We’ve learned that President Joe Biden likes spending money. He must have developed an affection for it during his days in Congress where there is an insatiable appetite for spending money the federal government doesn’t have.
After little more than two months on the job Biden is edging toward committing the country to a mind-numbing $6 trillion in spending. If he stops now (unlikely) the federal debt will exceed $28 trillion. That means you, your spouse, your kids, all your kids’ friends and their parents – everyone in the nation – will ultimately owe the federal government over $85,000, each.
The President’s latest spending plan – which costs more than FDR’s New Deal and LBJ’s War on Poverty, combined – includes funding for, among other things: capping and cleaning up well heads; forming a civilian climate corps to combat global warming; creating “green” infrastructure, including replacing fossil-fuel technologies with those producing electric energy; ending state “right to work” laws; and providing other myriad green subsidies.
The advertised principal expenditure of the plan is infrastructure – which to most people means roads, bridges and other physical edifices. We all agree that filling potholes and upgrading spans over rivers and other bodies of water is a good thing and in need of a financial pulsing of government funds.
But, upon reading the plan, it turns out the considerable support it’s earned merely serves to give political cover to its advocates – since, by some accounts, the plan spends less than 10% on fixing or erecting infrastructure. Instead of defending it Jen Psaki, the White House Press Secretary says “we’re selling this as a once in a generation investment” in businesses of the future – comments markedly deviating from “infrastructure” messages of various surrogates.
In the plan – which was hatched in the White House – there are many provisions about help for the elderly, rural communities, housing, workforce training and research but little about physical infrastructure. It’s hardly an infrastructure proposal at all. And, instead of “pay as you go” it uses newly minted dollars.
Indeed, the money-printing machines at the Treasury Department are simply taking orders from the White House. How much to print? After all, the more money in circulation the more inflation forces emerge, right?
True. But, reintroducing inflation to the national economy doesn’t seem to bother the feds with a spending fetish. They like printing money too much.
And Biden – the plan’s chief sponsor – perpetuates the myth that the plan is paid for anyway, through a combination of tax increases: a global minimum tax (reportedly paid by corporations), hikes in both capital gains tax and corporate income tax rates, a new climate tax and an increase in the basic income tax rate.
If you live in Biden’s world and “make $400,000 (a year) or less, you won’t pay a penny” of new tax. Trouble is, in the real world, his numbers don’t add up. There aren’t enough taxpayers – earning anywhere near that much money. Expect that “green eye shades” in Washington have already figured that out and you, among the “usual suspects” who normally pay the taxes, will pay more.

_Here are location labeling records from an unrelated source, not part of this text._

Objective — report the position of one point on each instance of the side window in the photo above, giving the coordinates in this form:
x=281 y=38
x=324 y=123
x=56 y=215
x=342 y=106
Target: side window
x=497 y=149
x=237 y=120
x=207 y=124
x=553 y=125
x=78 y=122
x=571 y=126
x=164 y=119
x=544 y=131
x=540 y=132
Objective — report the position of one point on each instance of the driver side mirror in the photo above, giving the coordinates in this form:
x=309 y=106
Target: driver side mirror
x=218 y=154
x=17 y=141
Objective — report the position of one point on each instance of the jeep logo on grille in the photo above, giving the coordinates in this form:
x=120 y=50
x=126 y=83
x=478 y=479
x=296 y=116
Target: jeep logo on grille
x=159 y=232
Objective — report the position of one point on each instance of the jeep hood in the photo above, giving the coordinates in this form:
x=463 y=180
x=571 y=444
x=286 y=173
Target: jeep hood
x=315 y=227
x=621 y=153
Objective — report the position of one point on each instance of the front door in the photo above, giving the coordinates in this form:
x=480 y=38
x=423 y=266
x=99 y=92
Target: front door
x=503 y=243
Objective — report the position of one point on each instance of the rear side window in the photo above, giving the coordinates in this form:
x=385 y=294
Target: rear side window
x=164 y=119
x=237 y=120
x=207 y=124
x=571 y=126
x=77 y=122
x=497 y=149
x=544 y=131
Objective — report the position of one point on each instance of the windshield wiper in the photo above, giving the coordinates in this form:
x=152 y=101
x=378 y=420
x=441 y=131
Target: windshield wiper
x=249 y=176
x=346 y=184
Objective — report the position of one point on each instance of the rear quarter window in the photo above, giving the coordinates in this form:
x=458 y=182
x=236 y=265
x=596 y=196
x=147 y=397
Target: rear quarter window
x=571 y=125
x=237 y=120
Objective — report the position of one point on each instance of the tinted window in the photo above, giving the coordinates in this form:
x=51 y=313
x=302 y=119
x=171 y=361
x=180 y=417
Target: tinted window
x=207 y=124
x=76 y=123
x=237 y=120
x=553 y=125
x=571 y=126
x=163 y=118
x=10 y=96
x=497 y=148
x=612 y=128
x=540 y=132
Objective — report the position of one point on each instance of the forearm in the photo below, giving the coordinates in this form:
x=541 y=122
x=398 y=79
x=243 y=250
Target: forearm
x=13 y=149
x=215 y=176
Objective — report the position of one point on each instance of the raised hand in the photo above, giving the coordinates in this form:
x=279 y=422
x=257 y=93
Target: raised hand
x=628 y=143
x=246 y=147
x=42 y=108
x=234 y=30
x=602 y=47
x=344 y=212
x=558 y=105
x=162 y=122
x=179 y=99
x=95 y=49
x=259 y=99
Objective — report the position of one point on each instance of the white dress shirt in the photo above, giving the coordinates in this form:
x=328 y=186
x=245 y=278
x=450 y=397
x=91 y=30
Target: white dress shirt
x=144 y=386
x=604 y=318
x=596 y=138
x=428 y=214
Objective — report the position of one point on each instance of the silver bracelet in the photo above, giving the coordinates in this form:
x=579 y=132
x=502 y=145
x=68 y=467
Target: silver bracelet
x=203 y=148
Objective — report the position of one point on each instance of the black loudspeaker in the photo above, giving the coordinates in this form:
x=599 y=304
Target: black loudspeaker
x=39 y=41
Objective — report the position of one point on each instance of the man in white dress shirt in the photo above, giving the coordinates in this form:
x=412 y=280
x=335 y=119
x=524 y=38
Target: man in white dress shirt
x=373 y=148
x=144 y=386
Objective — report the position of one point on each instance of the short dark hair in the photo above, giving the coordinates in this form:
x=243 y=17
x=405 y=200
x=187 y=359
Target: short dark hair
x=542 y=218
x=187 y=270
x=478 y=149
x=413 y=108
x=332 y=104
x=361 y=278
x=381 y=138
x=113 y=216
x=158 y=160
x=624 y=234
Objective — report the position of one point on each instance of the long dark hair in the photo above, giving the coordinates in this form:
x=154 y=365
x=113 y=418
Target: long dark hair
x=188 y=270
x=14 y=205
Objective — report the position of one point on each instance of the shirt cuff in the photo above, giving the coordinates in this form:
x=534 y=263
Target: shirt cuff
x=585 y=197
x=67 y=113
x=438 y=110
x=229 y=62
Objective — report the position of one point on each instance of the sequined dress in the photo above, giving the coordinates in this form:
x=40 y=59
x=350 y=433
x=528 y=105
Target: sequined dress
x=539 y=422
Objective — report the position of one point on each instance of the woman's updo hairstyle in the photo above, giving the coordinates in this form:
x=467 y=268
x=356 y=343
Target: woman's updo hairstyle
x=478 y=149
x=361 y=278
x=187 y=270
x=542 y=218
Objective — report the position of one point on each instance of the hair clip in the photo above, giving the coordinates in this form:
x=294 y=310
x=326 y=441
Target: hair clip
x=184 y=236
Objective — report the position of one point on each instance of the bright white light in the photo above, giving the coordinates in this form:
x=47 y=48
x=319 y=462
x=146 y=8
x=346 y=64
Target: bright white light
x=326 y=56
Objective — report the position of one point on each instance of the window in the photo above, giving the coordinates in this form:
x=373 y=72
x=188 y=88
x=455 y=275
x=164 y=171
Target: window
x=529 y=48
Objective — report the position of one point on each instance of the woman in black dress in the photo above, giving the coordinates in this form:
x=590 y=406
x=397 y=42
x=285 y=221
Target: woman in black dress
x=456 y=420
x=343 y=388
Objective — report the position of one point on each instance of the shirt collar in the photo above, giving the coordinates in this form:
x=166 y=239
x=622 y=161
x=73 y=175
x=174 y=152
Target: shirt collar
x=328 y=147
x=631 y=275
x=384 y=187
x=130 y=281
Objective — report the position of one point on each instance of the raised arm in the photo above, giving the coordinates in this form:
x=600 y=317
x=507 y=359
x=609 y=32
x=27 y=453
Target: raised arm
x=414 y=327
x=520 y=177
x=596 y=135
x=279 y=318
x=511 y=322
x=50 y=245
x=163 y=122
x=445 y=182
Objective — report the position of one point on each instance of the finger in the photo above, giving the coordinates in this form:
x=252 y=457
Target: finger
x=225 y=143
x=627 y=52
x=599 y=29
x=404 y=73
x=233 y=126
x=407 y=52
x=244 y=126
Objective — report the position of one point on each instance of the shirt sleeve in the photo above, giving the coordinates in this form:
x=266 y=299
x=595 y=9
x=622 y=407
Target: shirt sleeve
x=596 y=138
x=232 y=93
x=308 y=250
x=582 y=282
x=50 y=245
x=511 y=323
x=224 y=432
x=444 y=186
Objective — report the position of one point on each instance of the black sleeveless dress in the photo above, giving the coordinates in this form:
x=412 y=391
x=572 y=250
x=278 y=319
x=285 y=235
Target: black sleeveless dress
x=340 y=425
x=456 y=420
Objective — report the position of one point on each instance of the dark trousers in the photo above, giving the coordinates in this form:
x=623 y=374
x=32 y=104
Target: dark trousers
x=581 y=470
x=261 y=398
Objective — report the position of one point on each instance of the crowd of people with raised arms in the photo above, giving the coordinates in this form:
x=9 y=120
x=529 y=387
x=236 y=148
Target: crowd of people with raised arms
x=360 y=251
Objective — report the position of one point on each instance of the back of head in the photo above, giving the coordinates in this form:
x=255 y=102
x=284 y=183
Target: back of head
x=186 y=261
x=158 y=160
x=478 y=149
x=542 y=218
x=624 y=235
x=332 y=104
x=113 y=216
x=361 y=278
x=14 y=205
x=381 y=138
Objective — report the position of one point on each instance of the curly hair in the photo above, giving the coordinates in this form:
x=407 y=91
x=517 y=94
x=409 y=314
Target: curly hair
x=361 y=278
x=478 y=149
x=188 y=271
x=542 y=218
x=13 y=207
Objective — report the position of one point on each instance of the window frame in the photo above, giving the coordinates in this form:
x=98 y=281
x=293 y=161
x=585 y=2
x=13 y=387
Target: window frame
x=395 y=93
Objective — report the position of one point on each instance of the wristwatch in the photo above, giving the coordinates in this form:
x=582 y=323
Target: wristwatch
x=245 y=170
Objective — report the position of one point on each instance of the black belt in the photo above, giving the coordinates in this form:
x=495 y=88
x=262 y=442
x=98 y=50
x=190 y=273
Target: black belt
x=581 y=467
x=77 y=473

You might have concluded it would be easier to simply raise the gas tax – and it certainly would produce a more equitable nexus. You’d be in agreement with many if you did. But, note it is barely discussed in the Biden plan.
In its place, look for a new tax buried inside the plan called a “vehicle mileage tax” (VMT) – a troubling remnant of global warming dogma.
While the VMT is presented as simply a tax on the mileage you drive, the tax punishes new homebuyers. The longer your daily commute, for example, the higher the tax you pay. And, where are all the new houses being built?
Not surprisingly, VMT is now one of the myriad constraints to building market-rate housing; worse when building affordable housing.
Biden was likely won over by some White House strategists who said that hiking the gas tax would be difficult. Moreover, I’m sure they explained, since it’s more of a regressive tax – hitting lower-income families hardest – to even try to increase the exaction might do grievous political damage to the President.
Plus, given ever-improving fuel economies of automobiles the gasoline tax represents a declining source of revenue. The idea was smashed.
Is President Biden’s infrastructure plan a gift to Americans, like its supporters say? To some, maybe. But, just wait till the spending sinks in – and taxpaying Americans get the bill.